La question a été posée en rencontre de presse, mercredi, au président de l'AMA, Craig Reedie. Sa réponse a été: « Non ».

« Il paraît difficile qu'une agence antidopage qui ne peut pas entrer dans le laboratoire parce qu'elle a perdu son accréditation puisse être impliquée », a précisé M. Reedie.

Craig Reedie

Craig Reedie, président de l'Agence mondiale antidopage

Photo : AFP / ALEXANDER JOE

Désormais, l'AMA dispose d'un nouveau règlement qui lui permettrait d'imposer des sanctions sportives à la Russie.

Selon Iouri Ganous, la Russie voulait effacer encore une fois des résultats de contrôles positifs, pour épargner des athlètes, des soupçons confirmés à l'AFP par des sources dans le milieu de l'antidopage.

M. Ganous avait confié en octobre ses craintes de voir la Russie exclue des Jeux olympiques de 2020 à Tokyo et de 2022 en Chine.

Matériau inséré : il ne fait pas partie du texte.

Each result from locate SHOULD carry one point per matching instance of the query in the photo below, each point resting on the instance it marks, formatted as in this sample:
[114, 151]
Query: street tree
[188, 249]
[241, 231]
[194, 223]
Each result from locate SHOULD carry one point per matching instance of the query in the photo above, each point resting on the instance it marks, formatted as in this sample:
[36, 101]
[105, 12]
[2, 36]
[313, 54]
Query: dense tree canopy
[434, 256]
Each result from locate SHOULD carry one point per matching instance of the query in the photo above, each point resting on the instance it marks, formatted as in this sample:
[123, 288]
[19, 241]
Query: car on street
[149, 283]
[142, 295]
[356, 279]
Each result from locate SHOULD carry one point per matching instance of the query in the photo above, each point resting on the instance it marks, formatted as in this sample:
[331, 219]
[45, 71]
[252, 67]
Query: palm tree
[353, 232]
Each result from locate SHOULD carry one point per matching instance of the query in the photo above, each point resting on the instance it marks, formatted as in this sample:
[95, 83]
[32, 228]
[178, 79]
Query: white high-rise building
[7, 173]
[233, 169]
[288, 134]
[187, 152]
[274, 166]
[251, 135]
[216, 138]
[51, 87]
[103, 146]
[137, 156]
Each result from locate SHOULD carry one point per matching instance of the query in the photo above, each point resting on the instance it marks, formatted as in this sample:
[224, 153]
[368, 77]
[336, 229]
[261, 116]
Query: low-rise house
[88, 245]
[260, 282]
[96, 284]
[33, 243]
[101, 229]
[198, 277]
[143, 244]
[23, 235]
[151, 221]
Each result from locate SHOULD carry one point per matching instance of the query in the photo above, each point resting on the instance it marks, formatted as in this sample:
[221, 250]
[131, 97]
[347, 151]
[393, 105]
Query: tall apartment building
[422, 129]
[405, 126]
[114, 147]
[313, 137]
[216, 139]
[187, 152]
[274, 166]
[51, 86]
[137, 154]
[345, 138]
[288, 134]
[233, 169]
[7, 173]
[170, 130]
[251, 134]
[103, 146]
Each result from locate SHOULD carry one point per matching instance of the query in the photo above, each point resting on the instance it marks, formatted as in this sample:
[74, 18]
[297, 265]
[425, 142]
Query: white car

De telles sanctions, qui pourraient intervenir avant la fin de l'année, seraient probablement réexaminées par le Tribunal arbitral du sport (TAS) de Lausanne.

« Personne ne devrait se servir de nous pour ses intérêts personnels [...] Nous protégerons notre indépendance », a indiqué Iouri Ganous.

La cinquième conférence internationale sur le dopage dans le sport doit se terminer jeudi par l'adoption d'un nouveau code mondial antidopage et l'élection du prochain président de l'AMA, le ministre polonais des Sports, Witold Banka.